The goal of this research project is to develop and refine a model of the human spino-neuromuscular system (SNMS). The SNMS is an extremely complex non-linear control system that helps to modulate movement, defines reflex actions, responds to short term disruptions to movements, and has a significant role in compensating for and recovering from injuries. Understanding the SNMS will result in improved therapies for injury rehabilitation and recovery based on the natural function of the SNMS.
In addition, understanding of the SNMS can be exported to the wider application field of non-linear control. The SNMS has been developed and fine tuned by hundreds of millions of years of evolution into a superb non-linear control system. Being able to apply the results of that evolutionary process to manmade non-linear control problems will significantly advance the field of non-linear control.
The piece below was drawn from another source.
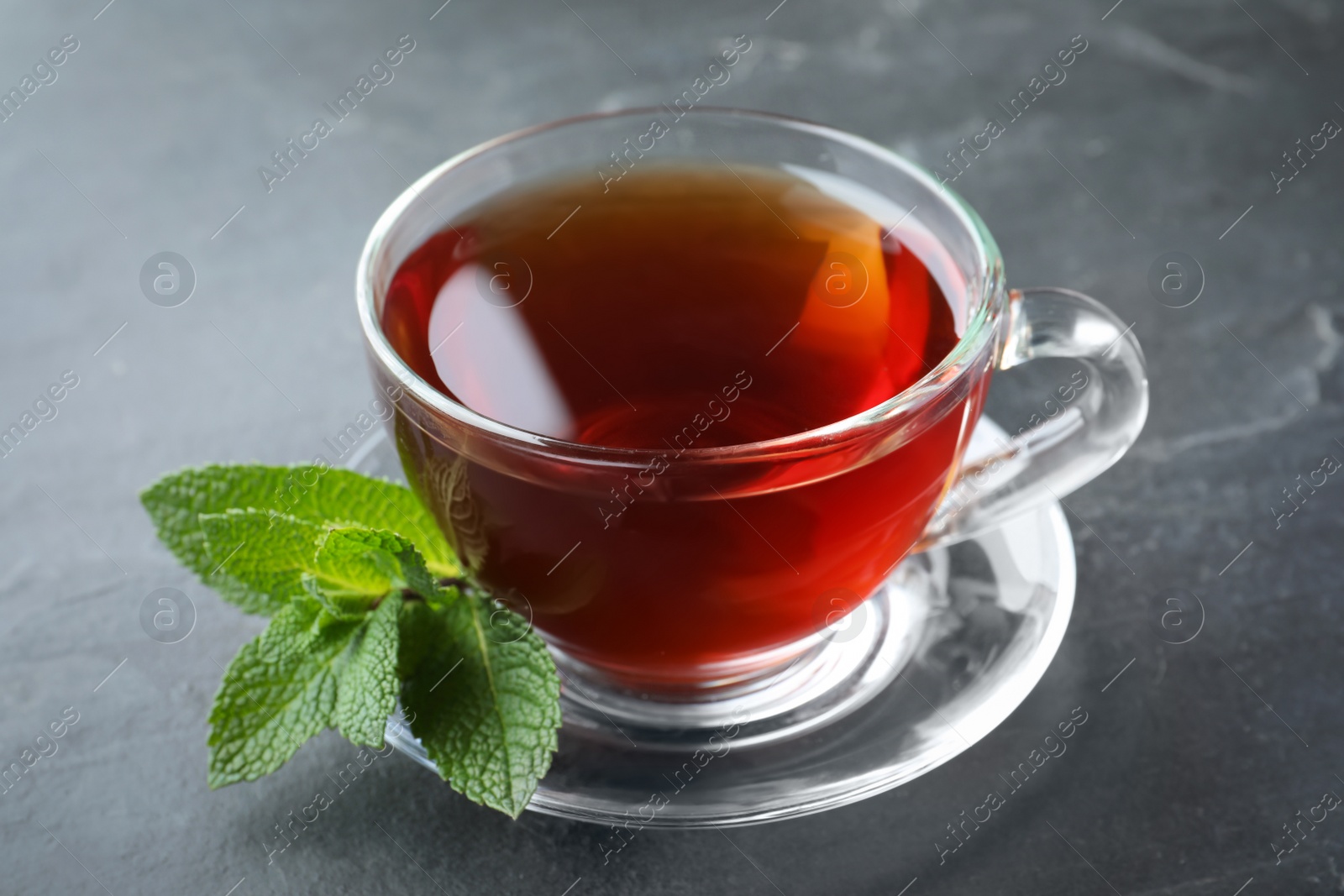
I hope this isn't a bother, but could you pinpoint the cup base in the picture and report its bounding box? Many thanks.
[540,563,932,750]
Our current model is a single degree of freedom joint (the elbow) that is actuated with a multi-fiber muscle (the biceps). Each fiber in the simulated biceps is controlled by a seperate, but interconnected, neural network. Each neural network consists of several different neurons. Weighted connections between the neurons determine the strength of the signals passed from neuron to neuron.
In the current model there are 114 neurons that make up 6 different neural networks to control the arm movement, resulting over 600 weights that need to be adjusted to produce the target motions. If these weights were balanced manually it would take days or even weeks to produce a properly functioning model. By using a Genetic Algorithm the weights are automatically adjusted in a few hours.
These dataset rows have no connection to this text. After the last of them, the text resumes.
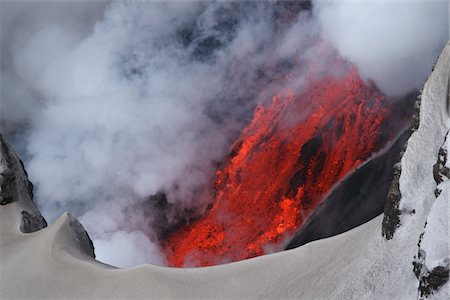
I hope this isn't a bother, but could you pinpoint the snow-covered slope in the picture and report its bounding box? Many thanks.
[0,44,450,299]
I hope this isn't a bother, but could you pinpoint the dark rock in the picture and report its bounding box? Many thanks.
[419,261,449,297]
[286,130,410,249]
[68,214,95,258]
The initial focus of this program was to demonstrate that a suitable model for hypothesis testing could be devleoped and trained with a GA. Now that a suitable model has been developed we are concentrating on the next phases of the research program: determing the role of the SNMS and various segmental sensory and motor components asscociated with the SNMS in controlling movement and compensating for injury and disease. Using the model it is simple to add, remove or alter components of the SNMS and thus determine their role. For example, preliminary results suggest that the Renshaw cells may have a particular role in the control of eccentric movements. By modifying parameters of the uderlying model it is easy to simulate injury or disease and examine how the SNMS responds.
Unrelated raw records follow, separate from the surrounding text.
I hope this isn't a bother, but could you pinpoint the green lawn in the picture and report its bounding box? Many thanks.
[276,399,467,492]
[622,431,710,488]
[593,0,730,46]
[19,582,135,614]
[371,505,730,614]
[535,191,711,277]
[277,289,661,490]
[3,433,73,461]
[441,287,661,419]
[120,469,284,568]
In addition to the above research, we are interested in refining the model to serve as an aid for undergraduate neuroscience study and improving the underlying genetic algorithm used to train the model and a physical version of the muscle and joint model is currently being developed as a capstone design project in the College of Engineering.
The University of Idaho (funded by the National Science Foundation) is taking part in an
undergraduate research program lasting from December 14, 2003 until February 28, 2007. The
focus of this research program is advancing knowledge throughout the areas of
neuroscience, including but not limited to: computational neuroscience involving genetic
algorithms and particle swarm optimization, neurogenesis in cell survival and regeneration,
analysis of current neural network models, and psycho-physical vision studies. Each of these
fields is the focus of one or more research teams comprised of undergraduate students from
around the country. The focus of this website is to present the research findings focusing on
the evolutionary training of a biologically realistic spino-neuromuscular system, particularly
a model of the human arm with the bicep being the main contracting element.